The Kenya Kwanza government's inaugural Budget and subsequent Finance Act, of 2023 have elicited sharp reactions.

Amid the frenetic commentary, there have been several developments in the recent past that point towards a positive future for the Kenyan economy in the export of goods and services.

According to the Central Bank of Kenya (CBK), Kenya achieved a goods trade surplus with Africa of about Sh38 billion for the January–March 2023 period.

Compared to the corresponding period in 2022, this was an increase of 11 percent while reducing its imports by 18 percent.

The consistent, and growing, trade surplus with Africa is a rarity given that Kenya persistently suffers from trade deficits with the rest of the world economy.

The financial services industry has reported year-on-year growth and record profits in the new markets of Rwanda and the Democratic Republic of Congo (DRC).

It is notable that Rwanda and DRC were responsible for 31 percent and 30 percent of the total profits respectively.

Based on these encouraging statistics, there is adequate reason to believe that a comprehensive regulatory framework and appropriate tax incentives would lead to the explosion of growth in Kenya’s exported goods and services.

Encouragingly, the Finance Act 2023 provides certain incentives that should boost the export of Kenya’s goods and services.

Firstly, the SEZ and EPZ Acts have been amended to improve the market accessibility of goods produced from these preferential tax regimes.

For example, the new changes will see EPZ products that use EAC inputs become more competitive to the wider EAC region.

The enhancement of the SEZ and EPZ legislative regime offers tantalising possibilities in an expanded EAC bloc.

The admission of the DRC into the East African Community (EAC) as the seventh member expands the market size of the EAC and offers a valuable link between the Indian and Atlantic oceans.

The Finance Act has also introduced additional incentives for the pharmaceutical sector. Services, both imported and locally procured, that are supplied to manufacturers of human vaccines will be exempt from VAT.

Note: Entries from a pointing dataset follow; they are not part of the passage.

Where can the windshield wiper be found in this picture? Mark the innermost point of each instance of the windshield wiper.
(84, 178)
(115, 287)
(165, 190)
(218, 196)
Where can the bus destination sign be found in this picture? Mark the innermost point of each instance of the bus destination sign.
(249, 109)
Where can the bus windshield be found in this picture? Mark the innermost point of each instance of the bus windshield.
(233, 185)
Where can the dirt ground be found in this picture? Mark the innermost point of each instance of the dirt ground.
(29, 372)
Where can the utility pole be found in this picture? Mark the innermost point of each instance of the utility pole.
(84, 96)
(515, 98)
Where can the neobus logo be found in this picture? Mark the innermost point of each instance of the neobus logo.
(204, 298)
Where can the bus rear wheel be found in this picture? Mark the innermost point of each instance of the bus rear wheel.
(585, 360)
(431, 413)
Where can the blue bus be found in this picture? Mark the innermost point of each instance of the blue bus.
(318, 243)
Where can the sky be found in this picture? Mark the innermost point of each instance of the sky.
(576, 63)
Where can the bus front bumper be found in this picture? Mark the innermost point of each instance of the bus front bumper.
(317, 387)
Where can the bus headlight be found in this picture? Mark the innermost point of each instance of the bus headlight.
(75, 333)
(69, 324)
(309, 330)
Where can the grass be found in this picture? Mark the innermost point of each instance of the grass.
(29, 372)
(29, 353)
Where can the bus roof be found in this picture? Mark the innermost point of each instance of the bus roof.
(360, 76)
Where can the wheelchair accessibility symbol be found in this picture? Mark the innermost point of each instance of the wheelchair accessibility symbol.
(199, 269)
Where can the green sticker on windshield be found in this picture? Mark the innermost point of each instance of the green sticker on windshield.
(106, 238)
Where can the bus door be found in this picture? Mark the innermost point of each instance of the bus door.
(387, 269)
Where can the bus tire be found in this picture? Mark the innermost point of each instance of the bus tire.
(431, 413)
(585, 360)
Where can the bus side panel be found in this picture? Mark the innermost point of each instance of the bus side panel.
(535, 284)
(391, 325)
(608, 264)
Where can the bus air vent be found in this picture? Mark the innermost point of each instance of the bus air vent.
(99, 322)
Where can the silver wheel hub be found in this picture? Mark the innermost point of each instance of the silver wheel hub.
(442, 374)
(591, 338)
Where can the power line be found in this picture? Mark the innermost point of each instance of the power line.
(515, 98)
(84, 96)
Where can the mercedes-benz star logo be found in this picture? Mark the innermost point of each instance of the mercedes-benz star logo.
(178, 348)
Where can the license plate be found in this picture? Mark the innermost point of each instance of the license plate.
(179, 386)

This will however apply to manufacturers with Sh10 billion capital investment or more.

Secondly, goods imported by manufacturers of human vaccines will be exempt from IDF of 2.5 percent and RDL of 1.5 percent.

Further, they will also be subject to a preferential corporate tax rate of 10 percent.

These incentives are meant to increase investment in the pharmaceutical sector in Kenya which, according to the EAC Regional Pharmaceutical Manufacturing Plan of Action 2017-2027, has the fastest-growing pharmaceutical market in the region with an estimated annual growth rate of 15 percent.

In totality, these incentives can push Kenya to be the continental hub for pharmaceutical manufacturers. It’s not a stretch to imagine that similar to the EAC, the African Continental Free Trade Area (AfCFTA) would have a similar positive effect on trade between Kenya and other non-EAC countries on the continent.

The time may be ripe for Kenya to pivot towards an export-oriented economy due to the new tax measures in addition to other factors.

Ikiara is a senior tax adviser with KPMG Advisory Services Limited.